It doesn’t stop there war intermediate energy Russia And Ukraine. An oil refinery in Saratov, Russia, was attacked by Ukrainian drones last night. The Kiev Independent wrote about this, citing a local Telegram channel that had shared footage showing an explosion in the building and a large fire. According to the Russian Defense Ministry, air defenses intercepted 37 drones overnight, including eight in Saratov Oblast. The region’s governor, Roman Busargin, said via Telegram that the drones damaged civilian infrastructure, but did not confirm whether the refinery was hit.
The last plant is affected
Russian media reported that regional airports temporarily imposed flight restrictions following the attack. The Saratov refinery produces more than 20 types of petroleum derivatives, including gasoline, diesel, fuel oil and bitumen. In 2023, the plant processed about 4.8 million tons of crude oil, according to the Ukrainian General Staff. Saratov is a major industrial center located about 150 kilometers from the border with Kazakhstan and about 600 kilometers east of the Ukrainian front line. The oil refinery was attacked by drones on November 3, the seventh attack on the facility since the start of 2025.
A combination of sanctions and attacks
Ukraine’s targeted attacks on Russia’s oil infrastructure, coupled with tightening Western sanctions, crippled the Kremlin’s energy sector and unexpectedly enriched Western oil companies. As Kiev Insider wrote, since mid-2025, Ukrainian drones have attacked around 160 oil extraction and refining facilities across Russia, including large refineries and export terminals.
The consequences for Moscow
Each attack has worsened Russia’s supply crisis and reduced its ability to export fuel. As a result, shipments of Russian oil products via tanker fell to around 2 million barrels per day in September, the lowest level since the full-scale invasion began.
Revenues of Western oil companies
The collapse of Russia’s refining capacity has sent global refining margins soaring. Four major Western oil companies – ExxonMobil, Chevron, BP and Shell – reported a 61% increase in refining profits in the third quarter compared to the previous quarter. ExxonMobil itself saw a 30% increase in its energy products division, reaching $1.84 billion.
The surge in profits came from a combination of military, political and market forces. Ukraine’s attacks have destroyed millions of barrels of Russian production capacity, while Western sanctions have made it difficult for Moscow to divert exports. Analysts expect Russian oil product exports to fall by around 500,000 barrels per day, according to data from Kpler. Further sanctions – including the US freezing of Rosneft and Lukoil assets and the European Union’s ban on petroleum products derived from Russian crude – have further tightened them. Meanwhile, Chinese refining companies, wary of secondary sanctions, have begun reducing purchases from Russia.
For Ukraine, these attacks not only damage the enemy’s war economy; they also reshaped global energy flows in ways that strengthened Kiev’s allies.

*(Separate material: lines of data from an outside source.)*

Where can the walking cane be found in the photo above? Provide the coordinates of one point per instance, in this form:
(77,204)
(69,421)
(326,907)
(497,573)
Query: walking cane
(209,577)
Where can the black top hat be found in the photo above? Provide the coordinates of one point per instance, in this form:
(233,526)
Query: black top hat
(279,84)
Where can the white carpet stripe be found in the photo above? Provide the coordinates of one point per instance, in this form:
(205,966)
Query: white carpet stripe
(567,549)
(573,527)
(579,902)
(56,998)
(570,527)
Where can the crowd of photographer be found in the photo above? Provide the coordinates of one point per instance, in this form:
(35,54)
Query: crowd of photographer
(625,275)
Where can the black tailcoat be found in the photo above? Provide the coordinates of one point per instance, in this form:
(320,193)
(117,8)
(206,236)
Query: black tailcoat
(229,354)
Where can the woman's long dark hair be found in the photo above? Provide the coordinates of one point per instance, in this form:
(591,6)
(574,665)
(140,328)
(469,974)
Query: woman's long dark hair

Each successful attack on a refinery, storage terminal, or pipeline weakens Russia’s financial ability to finance its war, while at the same time giving Western refineries a greater share of the reduced global supply.
New profit map
The result is paradoxical: As Russia’s energy empire crumbles, Western oil giants post their highest refining margins in years. “Energy wars have become a zero-sum game – wrote a Ukrainian news site – and Ukraine’s increasing campaign against Russia’s oil infrastructure is changing the global map of profits and power.”